Don’t you mean 4 miles per kWh?

Don’t you mean 4 miles per kWh?

Yes.

the motor since it’s directly connected

The motor is typically in the middle of the car and connected to the wheels with cv jointed driveshafts, rather like a conventional transmission is. I used to think they were best directly mounted at the hubs but that increases unsprung mass which is a bad thing.

I don’t know if the motors are soft mounted to the chassis or not – can’t see why they couldn’t be though if it helps with life (giving the motor bearings an easier time).

@squirrelking – yes, more shock loading in this application than in a stationary one such as pumps. There is good accumulated experience of electric motors in environments with high shock loadings though so hopefully that helps to get it right first time.

Let’s hope it’s better than the E-bike motor manufacturers have as there seems to be a world of pain going on there re motor reliability.

Quick check – Teslas at least seem to soft mount the motors to the chassis (probably more to stop motor vibration making its way to the cabin) so that gives the motors some shock protection.

It is pretty clear that for widespread EV purchase/use two major things need to happen;

1. Price is lowered to at least get close to equivalent petrol version
2. Charging speeds need to increase

Point 1 will no doubt happen over time but point two has a physics element to it although the more expensive EVs tend to charge faster but then back to point 1.

Charging speeds need to increase

Yes. The 800v architecture cars are already pretty good for this – 10-80% charge in 18 mins. If that’s not quick enough then imagine we can hopefully halve this to 9 mins, allow for payment whilst charging rather than before or after and the total charge time would be pretty much on a par with buying petrol and paying in the kiosk.

The other factor here is that for “most” journeys the car starts off fully charged* so charging away from home becomes a fairy uncommon thing, and in the majority of cases is part way through a long journey when you’d want a break anyway, so the the car can do it’s 20 min 10-80% charge while the driver is grabbing a drink / toilet etc.

The bit thats more of a concern to me re charging right now is the number of chargers and their reliability.
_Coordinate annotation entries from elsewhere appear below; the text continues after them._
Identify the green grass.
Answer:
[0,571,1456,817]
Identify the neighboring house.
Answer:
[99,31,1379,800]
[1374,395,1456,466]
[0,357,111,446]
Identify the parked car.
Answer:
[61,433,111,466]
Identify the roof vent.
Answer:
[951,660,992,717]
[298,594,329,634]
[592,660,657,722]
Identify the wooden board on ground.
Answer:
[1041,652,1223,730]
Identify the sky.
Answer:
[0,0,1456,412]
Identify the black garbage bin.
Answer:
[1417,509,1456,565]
I’ve heard too many stories of people queuing for quite a long time to use the single functioning charger at a service station. That has to change pretty quickly.

* this assumes that people have a means to charge overnight which not everyone does. This also needs to change and is probably the hardest bit to solve.
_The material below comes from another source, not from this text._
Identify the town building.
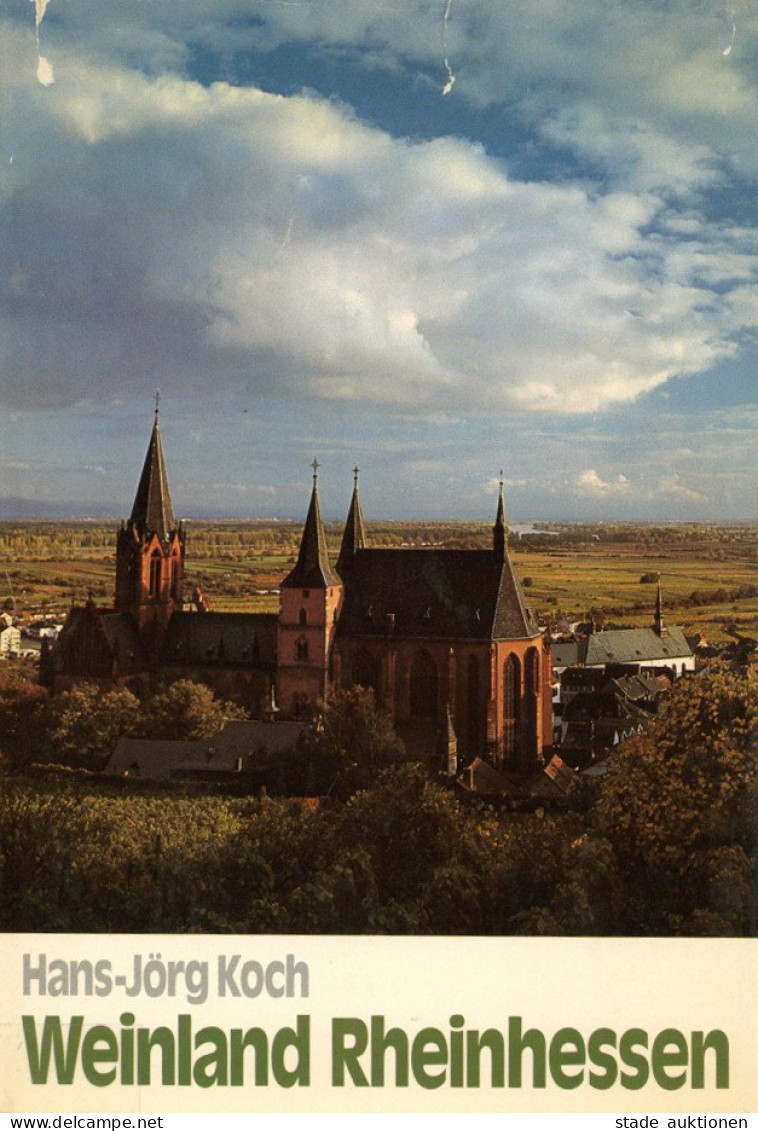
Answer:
[48,407,553,772]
The motor is typically in the middle of the car and connected to the wheels with cv jointed driveshafts, rather like a conventional transmission is. I used to think they were best directly mounted at the hubs but that increases unsprung mass which is a bad thing.

I guess at end of day, if it is cheaper to have one motor bolted directly to a conventional diff and then driveshafts to the wheels, that’s what will be done. Having two motors directly connected to two wheels likely complicates the electrical system (on top of the unsprung mass issue) more than a diff complicates the mechanical system.